The officials said Pakistan army chief General Raheel Sharif had ordered the use of “all possible influence” with the Afghan Taliban leaders sheltering inside Pakistan to “persuade them to join the peace process.”
Afghan and Pakistani sources say Sharif had promised Ghani that he would bring the Afghan Taliban to the table when he visited Kabul in February this year.
However, the process was delayed after a series of “leaks from Afghanistan,” according to Pakistani security officials.
China, economic corridor
Another strong catalyst for the change in the Pakistani mindset toward Afghanistan was pressure from China, which has a “big stake in peace and stability in the region,” said Masood Khan, head of Islamabad’s state-run Institute of Strategic Studies.
Viewed by Pakistan as its “all-weather friend,” China has announced plans to invest $46 billion in Pakistan in energy projects, rail, and road links from Southern China to a port in Pakistan’s Balochistan province bordering Afghanistan.
“And for the success of these transnational, trans-regional projects, I think peace and stability in Afghanistan, particularly in regard to West Asia, is key,” Khan said.
China has also “invested in Afghanistan heavily and it wants to help Afghanistan with its reconstruction effort,” Khan added.
Analysts say China is also worried about an Islamist insurgency in its Xinjiang province that borders Afghanistan. An unstable Afghanistan could provide safe havens to Uighur militants, allowing them to plan and carry out attacks from across the border.
Emergence of IS
The emergence of the so-called Islamic State group has “clearly worried the Taliban because they have started to put out statements calling for unity among the insurgents and so forth,” said Graeme Smith of the International Crisis Group.
Taliban concern about the Islamic State group was also evident from a statement issued by the Pugwash Conferences on Science and World Affairs in May.
The Nobel Peace Prize-winning group had organized one of the informal meetings between Afghan civil and political leaders and the Taliban in Qatar.

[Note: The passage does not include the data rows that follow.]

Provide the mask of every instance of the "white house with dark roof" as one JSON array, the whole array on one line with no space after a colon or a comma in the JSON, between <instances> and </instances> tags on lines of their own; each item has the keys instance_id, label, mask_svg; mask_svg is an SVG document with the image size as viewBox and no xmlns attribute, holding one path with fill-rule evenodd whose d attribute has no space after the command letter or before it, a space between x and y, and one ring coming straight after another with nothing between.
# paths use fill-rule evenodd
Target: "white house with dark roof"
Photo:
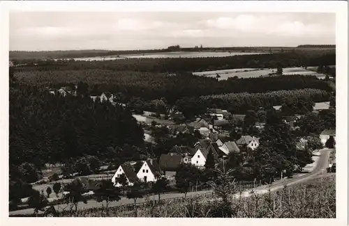
<instances>
[{"instance_id":1,"label":"white house with dark roof","mask_svg":"<svg viewBox=\"0 0 349 226\"><path fill-rule=\"evenodd\" d=\"M231 152L240 152L239 147L234 141L225 142L219 149L225 154L228 155Z\"/></svg>"},{"instance_id":2,"label":"white house with dark roof","mask_svg":"<svg viewBox=\"0 0 349 226\"><path fill-rule=\"evenodd\" d=\"M325 129L320 134L320 139L321 140L322 145L325 145L326 141L327 141L330 136L333 136L334 140L336 140L336 130Z\"/></svg>"},{"instance_id":3,"label":"white house with dark roof","mask_svg":"<svg viewBox=\"0 0 349 226\"><path fill-rule=\"evenodd\" d=\"M137 177L143 182L156 181L161 173L158 163L155 160L149 159L144 161L137 173Z\"/></svg>"},{"instance_id":4,"label":"white house with dark roof","mask_svg":"<svg viewBox=\"0 0 349 226\"><path fill-rule=\"evenodd\" d=\"M216 116L218 120L223 120L224 118L222 109L211 108L208 112L211 116Z\"/></svg>"},{"instance_id":5,"label":"white house with dark roof","mask_svg":"<svg viewBox=\"0 0 349 226\"><path fill-rule=\"evenodd\" d=\"M119 166L117 171L112 177L112 182L116 187L121 186L117 181L117 179L120 177L121 175L125 175L128 186L133 186L135 181L137 180L137 175L135 174L133 168L131 165L122 164Z\"/></svg>"},{"instance_id":6,"label":"white house with dark roof","mask_svg":"<svg viewBox=\"0 0 349 226\"><path fill-rule=\"evenodd\" d=\"M260 145L259 138L252 137L251 136L242 136L241 138L237 140L238 145L246 145L247 147L254 150Z\"/></svg>"},{"instance_id":7,"label":"white house with dark roof","mask_svg":"<svg viewBox=\"0 0 349 226\"><path fill-rule=\"evenodd\" d=\"M191 158L191 164L198 167L203 167L206 163L208 152L205 148L199 148Z\"/></svg>"}]
</instances>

The statement said: “The model of the so-called Islamic State (Daesh) is alien to the tradition and the desires of the Afghan people. This point was agreed upon by everybody.”
Daesh is another name for the Islamist group.
Smith said recent battles in mostly eastern Afghanistan between Taliban and Islamic State fighters have put some pressure on the Taliban militarily.
Many of the militants who have pledged allegiance to the jihadist group are former Taliban, possibly adding to the Taliban leadership's fear that further fragmentation could significantly weaken them.
Withdrawal of foreign forces
One of the biggest demands of the Taliban was the withdrawal of all foreign forces from Afghanistan.
Now that the U.S. has announced plans to reduce its forces to an embassy-based presence by the end of next year, some analysts say Taliban may find it has no legitimate cause to rally around.
In addition, the Afghan security forces that have taken over from foreign troops have performed better than expected, despite taking heavy casualties. While the Taliban have attacked and captured several districts, the group has been unable to hold on to most of them.
But some, like McCain, believe the effect of foreign force withdrawal may deter negotiations.
“[I]f the Taliban believe the United States is going to be almost out, almost completely out by 2017, that removes a great deal of the motivation for them to reach a peaceful agreement because they're going to think that they can succeed," McCain said.
However the Taliban came to the table, the process is still on shaky ground. The only way for it to succeed is if all parties show patience and maturity, and compromise along the way, said Khan, of ISSI.
“These talks are so important and critical that they should not be allowed to be distracted or undermined by any force and despite the complexity of the dialogue all actors, negotiators and interlocutors should stay the course,” Khan said.